Laser-induced Spin Dynamics in Metallic Multilayers

TL;DR

This paper investigates ultrafast spin dynamics in metallic multilayers induced by femtosecond laser pulses, focusing on hot electron-driven demagnetization and spin transfer torque effects in Au/Fe systems.

Contribution

It introduces a model system of Au and Fe layers to study the mechanisms of laser-induced ultrafast spin dynamics and spin transfer torque in metallic multilayers.

Findings

Ultrafast demagnetization observed in Fe layers.

Femtosecond laser pulses generate hot electrons causing spin transfer torque.

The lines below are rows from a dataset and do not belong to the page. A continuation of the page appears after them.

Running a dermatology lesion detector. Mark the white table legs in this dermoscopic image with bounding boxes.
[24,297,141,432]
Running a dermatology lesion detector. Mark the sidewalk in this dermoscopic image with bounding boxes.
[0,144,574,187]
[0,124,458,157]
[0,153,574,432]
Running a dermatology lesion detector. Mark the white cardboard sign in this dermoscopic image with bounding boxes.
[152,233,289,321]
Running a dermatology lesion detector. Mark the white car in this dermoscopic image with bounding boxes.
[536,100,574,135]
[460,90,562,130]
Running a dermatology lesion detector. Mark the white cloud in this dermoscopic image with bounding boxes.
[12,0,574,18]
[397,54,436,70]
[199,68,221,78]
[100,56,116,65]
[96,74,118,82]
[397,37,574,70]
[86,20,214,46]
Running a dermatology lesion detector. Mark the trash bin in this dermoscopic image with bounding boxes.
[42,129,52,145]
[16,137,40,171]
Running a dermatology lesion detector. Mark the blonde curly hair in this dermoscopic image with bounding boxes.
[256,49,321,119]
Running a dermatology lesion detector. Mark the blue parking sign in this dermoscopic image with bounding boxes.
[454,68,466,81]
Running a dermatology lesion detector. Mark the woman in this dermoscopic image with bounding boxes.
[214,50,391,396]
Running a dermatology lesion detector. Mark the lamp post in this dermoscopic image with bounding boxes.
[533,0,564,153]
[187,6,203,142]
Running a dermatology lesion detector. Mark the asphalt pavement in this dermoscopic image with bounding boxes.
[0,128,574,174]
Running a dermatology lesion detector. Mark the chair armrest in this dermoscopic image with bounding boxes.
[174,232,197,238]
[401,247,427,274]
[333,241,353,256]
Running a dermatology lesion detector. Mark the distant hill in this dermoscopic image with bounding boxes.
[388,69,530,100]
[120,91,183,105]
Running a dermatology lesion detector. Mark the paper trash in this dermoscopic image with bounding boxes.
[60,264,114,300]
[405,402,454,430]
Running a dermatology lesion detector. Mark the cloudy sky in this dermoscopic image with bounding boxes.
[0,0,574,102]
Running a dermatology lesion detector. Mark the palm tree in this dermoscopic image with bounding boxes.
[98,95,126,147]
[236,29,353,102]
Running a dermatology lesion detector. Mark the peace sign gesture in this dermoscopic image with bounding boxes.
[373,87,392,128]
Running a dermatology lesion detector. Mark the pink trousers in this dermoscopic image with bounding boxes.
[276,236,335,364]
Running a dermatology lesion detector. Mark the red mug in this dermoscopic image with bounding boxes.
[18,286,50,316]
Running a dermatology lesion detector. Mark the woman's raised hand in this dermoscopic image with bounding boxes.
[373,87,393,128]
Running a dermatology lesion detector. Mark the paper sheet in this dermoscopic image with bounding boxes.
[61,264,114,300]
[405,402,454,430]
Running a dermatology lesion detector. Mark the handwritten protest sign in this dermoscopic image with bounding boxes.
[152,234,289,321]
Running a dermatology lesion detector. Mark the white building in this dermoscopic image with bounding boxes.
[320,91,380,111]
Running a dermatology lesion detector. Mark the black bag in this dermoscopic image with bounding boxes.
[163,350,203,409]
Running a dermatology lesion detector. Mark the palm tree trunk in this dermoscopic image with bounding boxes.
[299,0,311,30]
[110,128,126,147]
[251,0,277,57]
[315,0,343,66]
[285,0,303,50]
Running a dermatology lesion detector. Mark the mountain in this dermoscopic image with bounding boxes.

Time-resolved magneto-optics reveals dynamics on femtosecond timescales.

Abstract

Electronic excitations in a ferromagnet can trigger ultrafast spin dynamics with potential applications in a speed increase in magnetic recording. The project investigates ultrafast magnetization dynamics, which is driven in metallic layers by ballistic hot electrons. In a ferromagnet these electrons induce a change in the absolute value of the magnetization M through spin-dependent scattering. If the electrons are spin-polarized, scattering at the interface of a noble metal and a ferromagnet results in spin-transfer torque and hence modifies the direction of M. To reveal the underlying mechanisms, we study model systems, which are realized by layers of Au with its large ballistic mean free path and Fe as an itinerant ferromagnet. We aim at understanding ultrafast demagnetization and femtosecond all-optical generation of spin transfer torque effects (excitation of hot electrons with a femtosecond laser). The launched dynamics are probed by magneto-optics in a time-resolved experiment.